Noise reduction is done multiple times throughout the image processing project. Each noise reduction process focuses on one small aspect of noise.

In astrophotography, low-level noise refers to subtle variations in pixel values at low signal levels in an image. This type of noise is often characterized by small, random fluctuations in brightness that can be visible in the darker or fainter regions of an object. low-level noise is more noticeable in areas with low signal, such as the dim or shadowed portions of celestial objects.

Tip: It is best to have a light touch with noise reduction or else the image will look over processed.

Tip: Install the DeLinear script from Herbert Walter Astrophotography (skypixels.at) In the linear processing stage, we often need to create a clone then apply a permanent histogram stretch. The Delinear script does the stretch automatically.

With multiscale linear transform, you will focus on the larger scale noise (greater than 1 pixel) within the image, while trying hard not to reduce the quality of your signal.

Mask Creation

You need to create a mask to focus your noise reduction process to the low signal areas of our images. To create the mask, you do the following:

  • Duplicate the image
  • Apply the DeLinear script – this does a permanent stretch to the cloned image
  • Launch Histogram Transformation and move the middle slider so the peak of the cloned image is at 75%
Histogram Transformation
Histogram Transformation
Mask
Mask

You will notice that the mask is very bright. This is the signal. You will apply this to your image inverted so you protect everything that has a signal.

Applied Mask
Applied Mask

As you an see, with the mask applied and inverted, most of the image is red. This is protected from the noise reduction process.

Select Mask -> Show Mask to remove the red coloring

The following series demonstrates the importance this mask has on helping to reduce low-level noise while protecting detail. The images demonstrate

  1. No mask applied
  2. Mask applied with default luminance mask
  3. Mask applied with stretched luminance mask

In all three cases, the noise levels were reduced. However, with no mask applied the detail blurs. Simply applying a stretch to the luminance mask reduce the amount of blurring, but it is still present. By stretching the mask, the low level noise is reduced and the details are protected.

Multiscale Linear Transform

Multiscale linear transform works against multiple layers in the image. Layers are based on a square of pixels as follows:

  • Layer 1: 1 pixel size
  • Layer 2: 2 pixel size
  • Layer 3: 4 pixel size
  • Layer 4: 8 pixel size
  • Layer 5: 16 pixel size
  • Layer 6: 32 pixel size
  • R: Everything else

Smaller layers often have more noise than the larger layers and can handle more intense noise reduction while higher layers have more details and can only handle minor noise reduction.

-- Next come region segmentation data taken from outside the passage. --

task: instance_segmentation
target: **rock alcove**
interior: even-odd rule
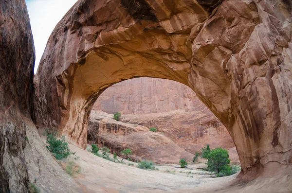
[[[37,73],[37,125],[85,148],[90,111],[106,88],[170,79],[189,87],[226,127],[242,174],[291,168],[289,3],[123,2],[79,0],[56,26]]]

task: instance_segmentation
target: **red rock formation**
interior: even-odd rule
[[[119,112],[125,123],[155,127],[193,154],[207,144],[227,149],[235,146],[226,129],[195,92],[175,81],[143,77],[119,83],[98,97],[92,110],[98,110]]]
[[[0,192],[27,193],[35,50],[24,0],[0,0]]]
[[[126,148],[132,150],[131,158],[150,160],[157,163],[178,163],[184,158],[192,160],[194,155],[184,151],[172,140],[147,127],[127,124],[111,119],[112,115],[92,112],[88,124],[87,143],[109,148],[112,153]]]
[[[207,108],[196,93],[184,85],[171,80],[143,77],[111,86],[98,97],[92,109],[110,114],[119,112],[124,114],[140,114],[188,107],[196,108],[197,110]]]
[[[241,177],[286,177],[291,3],[211,2],[78,1],[41,60],[36,122],[85,147],[90,111],[105,88],[136,77],[171,79],[195,91],[228,130]]]

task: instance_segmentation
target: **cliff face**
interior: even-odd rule
[[[185,151],[234,147],[226,128],[189,87],[165,79],[139,78],[110,87],[92,110],[122,113],[121,121],[155,127]]]
[[[116,121],[112,115],[92,112],[88,124],[87,142],[109,148],[119,155],[126,148],[132,150],[134,160],[152,160],[157,163],[175,163],[194,155],[185,151],[168,138],[148,128]]]
[[[35,49],[24,0],[0,0],[0,192],[28,192]]]
[[[98,97],[92,109],[110,114],[119,112],[140,114],[187,107],[195,107],[197,110],[207,108],[196,93],[185,85],[171,80],[143,77],[124,81],[110,87]]]

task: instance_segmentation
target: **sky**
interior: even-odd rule
[[[77,0],[26,0],[36,49],[36,73],[48,39],[56,25]]]

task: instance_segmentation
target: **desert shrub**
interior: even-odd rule
[[[207,145],[207,147],[204,147],[202,149],[202,158],[205,159],[208,158],[208,155],[211,152],[211,149],[209,145]]]
[[[123,158],[122,159],[122,162],[123,162],[123,159],[125,158],[126,158],[129,156],[130,155],[132,154],[132,150],[130,149],[127,148],[123,151],[121,151],[121,154],[123,156]]]
[[[195,156],[194,156],[194,158],[193,158],[193,163],[195,162],[195,161],[196,161],[198,160],[198,159],[199,158],[199,152],[196,152],[196,154],[195,155]]]
[[[228,164],[230,163],[228,152],[221,147],[212,150],[208,155],[208,168],[209,171],[224,172],[226,175],[231,174],[232,169]],[[228,166],[228,167],[227,167]],[[230,174],[229,174],[230,173]]]
[[[74,166],[75,163],[73,161],[69,161],[66,169],[66,173],[72,176],[75,174]]]
[[[175,170],[171,171],[169,169],[167,168],[166,169],[166,170],[165,170],[165,172],[166,172],[167,173],[169,173],[169,174],[174,174],[174,175],[175,175]]]
[[[92,153],[93,154],[98,153],[98,151],[99,150],[99,148],[97,147],[97,145],[94,144],[91,144],[91,149],[92,149]]]
[[[154,165],[154,163],[152,162],[151,161],[147,161],[146,160],[143,160],[141,162],[138,164],[137,166],[138,168],[143,169],[144,170],[146,169],[150,169],[150,170],[155,170],[155,166]]]
[[[181,159],[181,160],[180,160],[180,165],[182,168],[187,167],[187,162],[185,159]]]
[[[46,130],[46,145],[47,148],[53,153],[57,159],[67,158],[72,154],[68,143],[65,140],[65,136],[60,135],[56,131],[49,132]],[[58,139],[58,137],[60,139]]]
[[[103,147],[101,148],[101,151],[102,151],[102,157],[103,158],[109,160],[110,161],[112,161],[112,159],[110,158],[110,155],[109,152],[110,152],[110,149],[106,147]]]
[[[31,193],[40,193],[40,190],[39,188],[36,186],[36,185],[32,183],[30,183],[29,184],[28,188],[29,189],[30,192]]]
[[[119,112],[117,112],[113,115],[113,119],[117,121],[120,121],[121,120],[121,117],[122,117],[121,114]]]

Depending on your setup, pixel size, field of view, you might be limited to only three layers or up to 6 or more layers. Eventually, as you add a new layer, you will notice the noise doesn’t diminish because higher layers are protected by the mask.

For each layer, you need to adjust the following:

  • Threshold: This is how strong to do noise reduction on the layer
  • Amount: For the final image, what blending percentage should be from the new image and old image. A value of 1 means there is no blending with the old image. With .60, 60% is new image and 40% is old image.
  • Iterations: How many times should this run on this layer.
Multiscale Linear Transform
Multiscale Linear Transform

With multiple layers, your strategy is to decrease the strength as the layers increase in size. This helps protect the structure and details.

This setting yields the following.

The changes are very subtle. It is easier to see when zoomed in

Follow this process for all images, creating a new mask for each channel, but using the same multi-scale linear transform settings.

Tips

Depending on the starting image, it might be useful to apply this process multiple times. This is typically the case for channels with minimal signal and a lot of noise (like Sulfur-II filters).